Eurovision Song Contest and GDP

Following up on my previous post and the one before that, here is some more analysis of Eurovision Song Contest voting for this year. There are some interesting correlations between national tele-votes (not jury votes) and demographic variables, especially per capita GDP. As the map above shows, this is essentially a proxy for the northwest–southeast axis.

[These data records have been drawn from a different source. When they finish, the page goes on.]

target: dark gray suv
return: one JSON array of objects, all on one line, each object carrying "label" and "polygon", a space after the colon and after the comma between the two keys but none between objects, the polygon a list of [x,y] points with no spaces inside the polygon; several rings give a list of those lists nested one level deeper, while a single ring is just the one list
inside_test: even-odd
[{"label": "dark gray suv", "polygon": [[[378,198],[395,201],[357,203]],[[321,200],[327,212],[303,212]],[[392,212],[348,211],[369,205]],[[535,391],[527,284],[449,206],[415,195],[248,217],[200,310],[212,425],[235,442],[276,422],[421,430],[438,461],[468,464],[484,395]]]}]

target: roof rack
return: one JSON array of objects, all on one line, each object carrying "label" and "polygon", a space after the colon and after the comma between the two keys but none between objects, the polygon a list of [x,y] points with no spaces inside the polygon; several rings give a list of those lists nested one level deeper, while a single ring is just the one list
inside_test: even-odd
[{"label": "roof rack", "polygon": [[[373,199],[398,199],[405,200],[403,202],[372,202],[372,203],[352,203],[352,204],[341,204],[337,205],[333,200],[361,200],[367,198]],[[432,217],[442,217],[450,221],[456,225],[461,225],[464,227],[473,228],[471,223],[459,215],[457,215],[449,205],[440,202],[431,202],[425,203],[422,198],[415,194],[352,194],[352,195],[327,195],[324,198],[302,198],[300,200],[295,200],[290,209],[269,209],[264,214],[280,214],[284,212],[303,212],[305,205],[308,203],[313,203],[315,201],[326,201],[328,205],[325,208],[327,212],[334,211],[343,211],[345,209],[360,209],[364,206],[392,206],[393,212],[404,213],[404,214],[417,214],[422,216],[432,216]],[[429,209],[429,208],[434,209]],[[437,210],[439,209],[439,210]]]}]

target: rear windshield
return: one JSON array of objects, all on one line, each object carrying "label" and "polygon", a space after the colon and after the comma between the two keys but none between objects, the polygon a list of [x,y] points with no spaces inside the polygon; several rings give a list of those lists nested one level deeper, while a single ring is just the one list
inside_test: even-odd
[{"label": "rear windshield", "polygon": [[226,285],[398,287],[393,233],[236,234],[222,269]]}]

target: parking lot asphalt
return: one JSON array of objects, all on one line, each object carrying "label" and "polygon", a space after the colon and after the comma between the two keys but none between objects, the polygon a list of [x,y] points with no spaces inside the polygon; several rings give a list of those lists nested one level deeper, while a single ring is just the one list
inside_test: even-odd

Iceland came 4th with the song 10 Years in spite of never actually competing; a positive COVID-19 test result restricted the band to their hotel; and they were judged based on a tape of their rehearsal performance. The richer Nordic countries seem to have been especially generous in this situation (see chart below).

Conversely, the winning song from Italy received generally lower tele-votes from the richer countries (I am not entirely sure why):

The song Je me casse from Malta came 7th overall. As with Iceland, the higher tele-votes came from the richer countries, although the pattern here is fuzzier than for Iceland. There are also some notable outliers: the Australian tele-vote of 8 for Malta probably reflects the 176,000 people of Maltese descent living in Australia.

Russia shows a pattern somewhat similar to Italy (p < 0.004, R2 = 22%), but this is simply because the former Soviet countries that vote for Russia are also the poorer ones. A better predictor can be obtained by counting Russian expatriates (p < 0.001, R2 = 44%).